Fairfax County Public Schools in Virginia must fill about 2,000 teaching vacancies a year, George Mason University associate professor Roberto Pamas said.
That is why Pamas is so excited about TEACHERTrack @ Mason, a new program in Mason’s College of Education and Human Development (CEHD) that aims to help mitigate the teacher shortage by encouraging junior and senior high school students in Northern Virginia to embrace teaching as a profession.
“We feel it is our duty to make sure we are preparing the next generation of teachers for our students,” said Pamas, director of TEACHERTrack @ Mason and the former principal of O. W. Holmes Middle School in Fairfax.
TEACHERTrack @ Mason, launched in the Fall 2019 semester and hosting a Welcome Event on Nov. 13, is just one of several initiatives Mason and CEHD have undertaken to address Virginia’s teacher shortage.
Mason is one of the first public institutions in Virginia to offer four-year undergraduate degrees in teacher preparation in elementary education, special education and childhood education for diverse learners.
And CEHD Dean Mark Ginsberg, through EdPolicyForward:The Center for Education @ George Mason University, is leading an exploration for the commonwealth about the causes of and possible solutions for the state’s teacher shortage. Also part of that working group are associate professor Spiros Protopsaltis and Mason research assistant and Fairfax public school teacher Lindsay Willmann.

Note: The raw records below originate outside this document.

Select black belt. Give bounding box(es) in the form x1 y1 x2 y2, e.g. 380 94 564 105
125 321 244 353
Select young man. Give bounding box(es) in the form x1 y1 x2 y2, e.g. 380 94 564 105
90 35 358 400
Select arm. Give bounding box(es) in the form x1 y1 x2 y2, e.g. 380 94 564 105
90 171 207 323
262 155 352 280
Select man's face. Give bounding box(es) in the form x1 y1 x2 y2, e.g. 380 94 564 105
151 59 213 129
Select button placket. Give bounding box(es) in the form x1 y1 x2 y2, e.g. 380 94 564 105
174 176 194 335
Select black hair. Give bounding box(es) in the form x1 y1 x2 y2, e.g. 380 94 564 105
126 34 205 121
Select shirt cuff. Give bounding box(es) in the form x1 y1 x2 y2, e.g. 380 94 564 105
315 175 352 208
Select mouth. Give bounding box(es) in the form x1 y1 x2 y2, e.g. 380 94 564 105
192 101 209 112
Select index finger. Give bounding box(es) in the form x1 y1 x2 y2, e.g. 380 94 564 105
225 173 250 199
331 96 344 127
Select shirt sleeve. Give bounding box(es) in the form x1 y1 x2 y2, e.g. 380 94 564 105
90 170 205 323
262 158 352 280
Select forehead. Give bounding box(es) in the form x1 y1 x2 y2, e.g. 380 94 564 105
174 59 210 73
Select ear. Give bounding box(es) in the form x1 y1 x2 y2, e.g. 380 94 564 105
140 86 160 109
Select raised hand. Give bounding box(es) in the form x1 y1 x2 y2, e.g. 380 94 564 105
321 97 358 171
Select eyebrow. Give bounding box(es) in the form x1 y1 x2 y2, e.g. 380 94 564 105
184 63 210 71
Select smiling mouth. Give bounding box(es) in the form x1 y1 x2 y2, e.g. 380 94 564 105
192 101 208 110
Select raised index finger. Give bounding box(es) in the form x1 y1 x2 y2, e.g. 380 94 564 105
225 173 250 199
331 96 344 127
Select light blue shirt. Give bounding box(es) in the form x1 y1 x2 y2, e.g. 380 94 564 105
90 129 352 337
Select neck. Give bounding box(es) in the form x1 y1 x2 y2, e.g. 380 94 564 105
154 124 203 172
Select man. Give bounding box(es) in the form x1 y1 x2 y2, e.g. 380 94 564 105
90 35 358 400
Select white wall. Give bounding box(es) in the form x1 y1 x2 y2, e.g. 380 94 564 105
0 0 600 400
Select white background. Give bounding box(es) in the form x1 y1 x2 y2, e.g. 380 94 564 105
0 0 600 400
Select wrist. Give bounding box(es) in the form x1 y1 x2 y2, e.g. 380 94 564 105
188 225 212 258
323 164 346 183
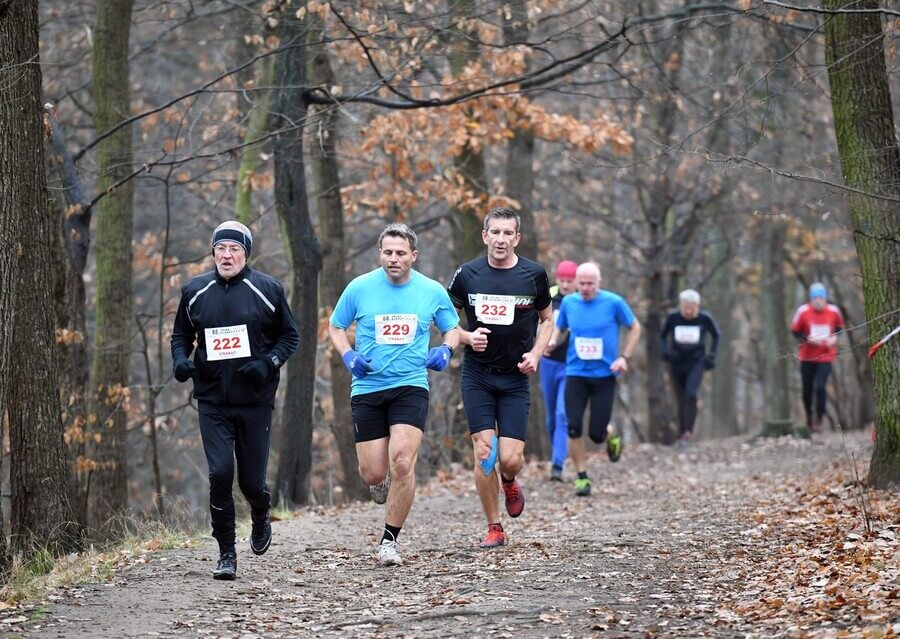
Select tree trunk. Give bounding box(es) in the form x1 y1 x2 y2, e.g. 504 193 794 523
503 0 550 459
272 11 322 504
703 219 738 437
44 109 91 525
234 56 275 226
761 216 793 436
307 15 369 500
642 230 678 444
88 0 134 536
449 0 488 264
0 1 75 556
823 0 900 488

Participating in the project, funded by the provosts of Virginia’s state universities, are representatives of the Virginia Department of Education and the State Council of Higher Education for Virginia (SCHEV), as well as leaders from community colleges and other four-year, university-based teacher preparation programs.
“It’s kind of a blueprint,” Ginsberg said of the report delivered in September. “We have an ambitious plan. Now we have to find out who will help build out identified solutions, including finding the necessary funding to address the critical issues for the state and nation.”
TEACHERTrack @ Mason is currently focused on ensuring high school counselors and career specialists know Mason offers a quicker path to teacher preparation degrees, Pamas said.
The plan, though is much broader. Pamas said a dual-enrollment program could be set up in the near future. That way, high school students can take courses in Mason’s teacher preparation program that can be applied to their formal enrollment into the university or Mason’s ADVANCE Program with Northern Virginia Community College, which streamlines paths to a four-year degree.
Scholarships could also be available, Pamas said, “so students can see this is actually valued.”
“Our job is not only to recruit the students and then train them,” Pamas said. “We want them to go into the profession and stay.”
As for the broader statewide view of his report to the commonwealth, Ginsberg recently met over a three-day period with Virginia’s Superintendent of Public Instruction James Lane, representatives of community colleges and Virginia’s public universities that offer teacher preparation programs, and members of Gov. Ralph Northam’s staff.
He said his group is also working with Virginia Department of Education, the Virginia Community College System and SCHEV.
“The teacher shortage is ubiquitous,” Ginsberg said. “This is our attempt to create a sense of community and a sense of engagement and participation among students who aspire to a career in education.”